À bord d’un bateau de plongée habitable, les chercheurs du Smithsonian ont effectué des relevés sous-marins pour évaluer la condition des récifs. Un deuxième groupe a prélevé des échantillons de faune et de flore marines : coraux, éponges, algues, invertébrés, principales espèces de poissons… À l’aide d’analyses génétiques, Steve et son équipe déterminent les liens de ces échantillons avec les populations d’autres secteurs des Caraïbes. 

Crédit photo : George Stoyle - Earth in Focus.
Crédit photo : George Stoyle - Earth in Focus.

Smithsonian’s Marine Conservation Program provides the ecosystem science essential to supporting local governance of our natural resources and enables real opportunities to transform the conservation and management of marine ecosystems.

What’s fundamentally different about the Marine Conservation Program’s approach to creating marine protected areas (MPAs)? Instead of creating a centralized, “top down” approach to managing fisheries and MPAs, Steve and his Marine Conservation Program team go into communities and talk with people about their relationship to marine life. They talk about why fish populations are declining and discuss how these conversations empower fishing communities to take charge of their fisheries, connect with new markets, improve their products and become more responsible fishers. The Marine Conservation Program asks communities what information they need to collect to make informed decisions that can improve their lives; whether it’s documenting coral reefs in the Caribbean, or monitoring the use of trawlers off the coast of Colombia. Using this research approach, the Marine Conservation Program models how conservation can be compatible with and supportive of people’s way of life.
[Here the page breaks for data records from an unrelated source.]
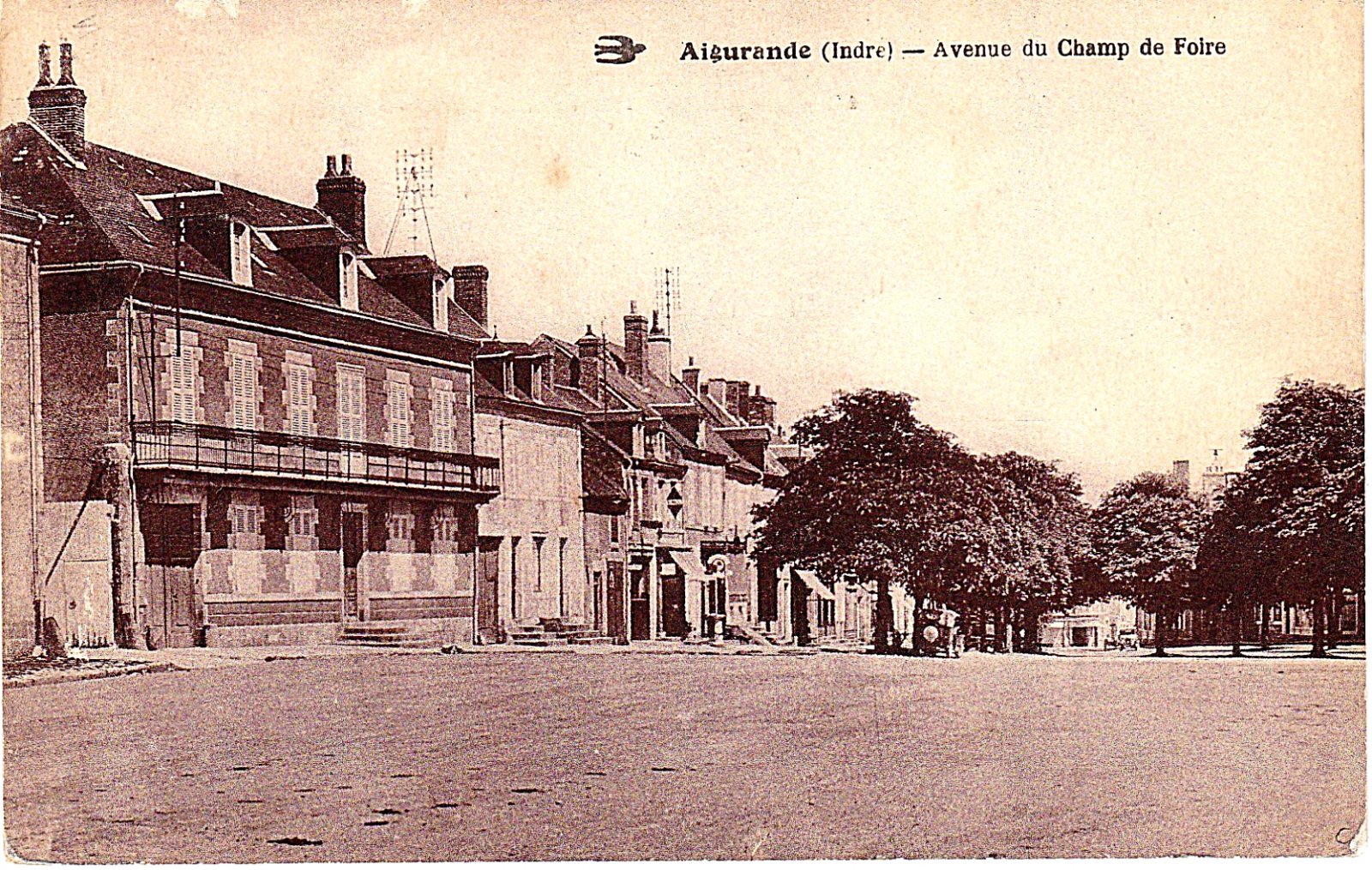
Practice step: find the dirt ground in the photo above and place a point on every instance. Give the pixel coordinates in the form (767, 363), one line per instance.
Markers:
(537, 756)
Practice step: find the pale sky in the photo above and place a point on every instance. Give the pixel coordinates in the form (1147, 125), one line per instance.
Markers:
(1109, 264)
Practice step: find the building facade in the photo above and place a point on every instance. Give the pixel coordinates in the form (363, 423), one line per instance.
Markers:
(280, 424)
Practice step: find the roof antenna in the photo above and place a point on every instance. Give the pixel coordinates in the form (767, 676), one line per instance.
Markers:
(413, 183)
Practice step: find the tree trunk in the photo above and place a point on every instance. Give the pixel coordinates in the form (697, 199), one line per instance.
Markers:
(1331, 626)
(884, 616)
(1238, 604)
(1031, 623)
(1317, 648)
(1159, 646)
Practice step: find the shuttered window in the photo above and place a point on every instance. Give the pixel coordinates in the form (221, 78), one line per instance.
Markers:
(445, 413)
(298, 399)
(240, 254)
(352, 404)
(398, 413)
(183, 376)
(242, 392)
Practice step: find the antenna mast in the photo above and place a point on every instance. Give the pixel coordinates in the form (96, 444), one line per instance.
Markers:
(413, 184)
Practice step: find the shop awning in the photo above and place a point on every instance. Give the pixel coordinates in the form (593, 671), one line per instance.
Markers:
(689, 563)
(813, 582)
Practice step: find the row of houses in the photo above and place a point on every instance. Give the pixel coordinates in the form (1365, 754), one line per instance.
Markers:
(244, 426)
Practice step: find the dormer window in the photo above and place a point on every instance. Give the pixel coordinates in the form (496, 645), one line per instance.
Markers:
(439, 305)
(240, 254)
(347, 280)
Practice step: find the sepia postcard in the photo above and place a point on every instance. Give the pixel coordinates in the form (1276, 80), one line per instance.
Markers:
(539, 431)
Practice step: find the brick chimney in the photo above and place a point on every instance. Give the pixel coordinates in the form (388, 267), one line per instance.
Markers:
(1182, 472)
(635, 345)
(659, 353)
(761, 411)
(690, 375)
(343, 198)
(736, 395)
(59, 109)
(470, 291)
(590, 356)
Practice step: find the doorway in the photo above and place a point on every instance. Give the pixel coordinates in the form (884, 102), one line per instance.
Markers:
(489, 589)
(172, 543)
(674, 604)
(353, 537)
(615, 623)
(640, 609)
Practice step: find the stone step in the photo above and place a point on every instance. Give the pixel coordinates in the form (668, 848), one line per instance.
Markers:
(381, 629)
(408, 643)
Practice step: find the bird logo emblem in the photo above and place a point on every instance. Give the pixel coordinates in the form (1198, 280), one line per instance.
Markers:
(617, 50)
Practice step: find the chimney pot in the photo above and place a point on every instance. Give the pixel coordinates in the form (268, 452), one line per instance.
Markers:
(45, 66)
(635, 345)
(470, 291)
(590, 357)
(690, 376)
(343, 198)
(59, 109)
(65, 62)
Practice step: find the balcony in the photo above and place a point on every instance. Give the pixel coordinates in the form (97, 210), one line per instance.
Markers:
(216, 449)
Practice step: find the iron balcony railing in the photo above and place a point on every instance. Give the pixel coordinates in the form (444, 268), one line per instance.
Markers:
(194, 447)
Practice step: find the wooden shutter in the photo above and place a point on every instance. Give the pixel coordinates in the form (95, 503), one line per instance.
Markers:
(398, 412)
(274, 519)
(244, 392)
(352, 404)
(298, 393)
(183, 381)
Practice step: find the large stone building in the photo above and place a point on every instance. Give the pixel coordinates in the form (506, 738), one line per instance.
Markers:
(674, 468)
(279, 423)
(21, 474)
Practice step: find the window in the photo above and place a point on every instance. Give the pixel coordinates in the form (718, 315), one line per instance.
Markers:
(184, 372)
(398, 411)
(246, 523)
(305, 518)
(562, 577)
(445, 415)
(514, 578)
(448, 527)
(244, 387)
(240, 254)
(439, 306)
(400, 523)
(539, 564)
(244, 519)
(299, 416)
(347, 281)
(352, 402)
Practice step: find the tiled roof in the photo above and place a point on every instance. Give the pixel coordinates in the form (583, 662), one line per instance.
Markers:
(103, 213)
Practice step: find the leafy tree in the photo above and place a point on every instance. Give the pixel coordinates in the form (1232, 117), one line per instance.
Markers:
(1235, 564)
(1031, 534)
(1146, 532)
(1305, 491)
(876, 498)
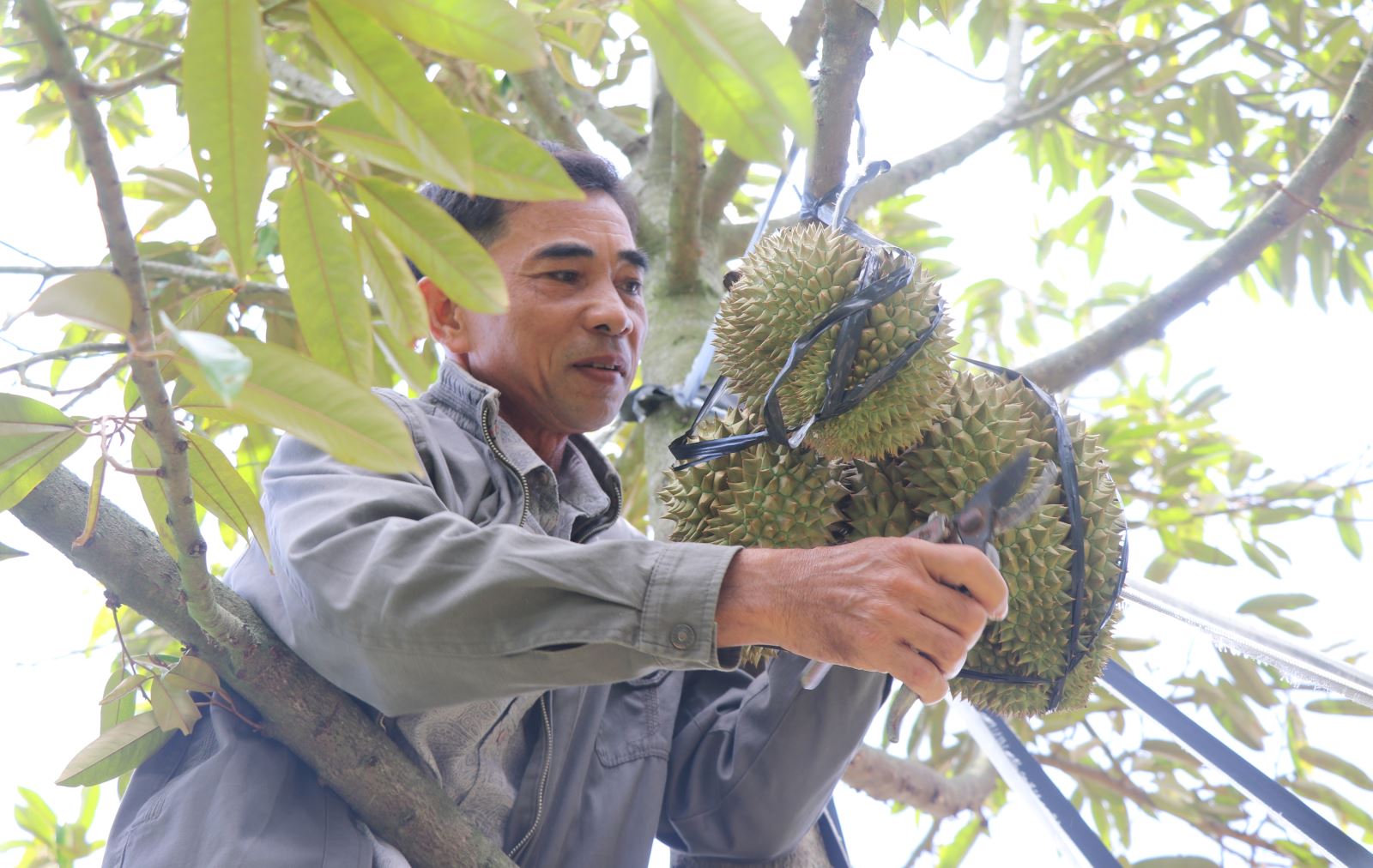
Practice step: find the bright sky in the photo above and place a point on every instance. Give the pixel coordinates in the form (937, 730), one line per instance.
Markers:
(1297, 397)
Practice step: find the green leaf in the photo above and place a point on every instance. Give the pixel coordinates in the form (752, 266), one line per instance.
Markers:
(443, 250)
(34, 440)
(191, 673)
(889, 24)
(93, 298)
(1276, 602)
(224, 93)
(172, 706)
(1339, 706)
(1345, 522)
(320, 407)
(391, 283)
(1328, 761)
(120, 698)
(352, 128)
(728, 73)
(1171, 212)
(116, 751)
(491, 32)
(510, 165)
(326, 280)
(224, 368)
(1206, 554)
(391, 84)
(219, 488)
(507, 164)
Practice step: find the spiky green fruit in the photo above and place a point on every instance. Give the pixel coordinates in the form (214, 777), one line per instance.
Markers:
(793, 279)
(769, 496)
(989, 422)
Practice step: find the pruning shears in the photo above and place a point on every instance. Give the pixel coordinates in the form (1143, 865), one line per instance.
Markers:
(992, 509)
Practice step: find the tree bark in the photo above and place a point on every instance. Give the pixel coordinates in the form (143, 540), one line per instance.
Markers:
(322, 724)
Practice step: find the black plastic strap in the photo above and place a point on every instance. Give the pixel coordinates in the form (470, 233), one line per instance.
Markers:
(1249, 779)
(1071, 823)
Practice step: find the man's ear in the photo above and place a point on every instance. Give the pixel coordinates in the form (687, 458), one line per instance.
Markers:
(448, 322)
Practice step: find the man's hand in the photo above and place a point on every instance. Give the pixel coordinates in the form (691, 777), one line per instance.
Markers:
(883, 605)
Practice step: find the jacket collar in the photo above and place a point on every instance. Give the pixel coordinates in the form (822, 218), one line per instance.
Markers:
(475, 407)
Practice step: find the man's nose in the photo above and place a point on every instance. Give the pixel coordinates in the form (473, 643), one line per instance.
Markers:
(608, 312)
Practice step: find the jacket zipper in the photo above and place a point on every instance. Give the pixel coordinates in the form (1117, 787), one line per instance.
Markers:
(542, 781)
(500, 456)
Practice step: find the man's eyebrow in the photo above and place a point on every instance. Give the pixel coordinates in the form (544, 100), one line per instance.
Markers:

Crédit photo : George Stoyle - Earth in Focus.
Crédit photo : George Stoyle - Earth in Focus.

Since the tremendous success of this approach in the Western Caribbean, Steve and the Programme de conservation marine  team have been able to expand their work to the Pacific Coast of Colombia and now, the Tanintharyi region of Myanmar. The Tanintharyi stretches across 400 miles of coastline, encompassing coastal systems of mangroves, seagrass, and mudflats, as well as the fringing coral reefs around the 800 islands of the Myeik archipelago and beyond to the open marine environment of the Andaman Sea. 

Fishermen in the Tanintharyi region of Myanmar. Photo Credit George Stoyle - Earth in Focus
Des pêcheurs dans la région de Tanintharyi, au Myanmar. Crédit photo : George Stoyle - Earth in Focus.

The Marine Conservation Program’s work in Tanintharyi will be part of a comprehensive Smithsonian “Ridge to Reef” conservation approach in Myanmar that will provide the science to manage activities within this watershed to ensure natural resource sustainability, biodiversity conservation, risk reduction, and livelihood generation.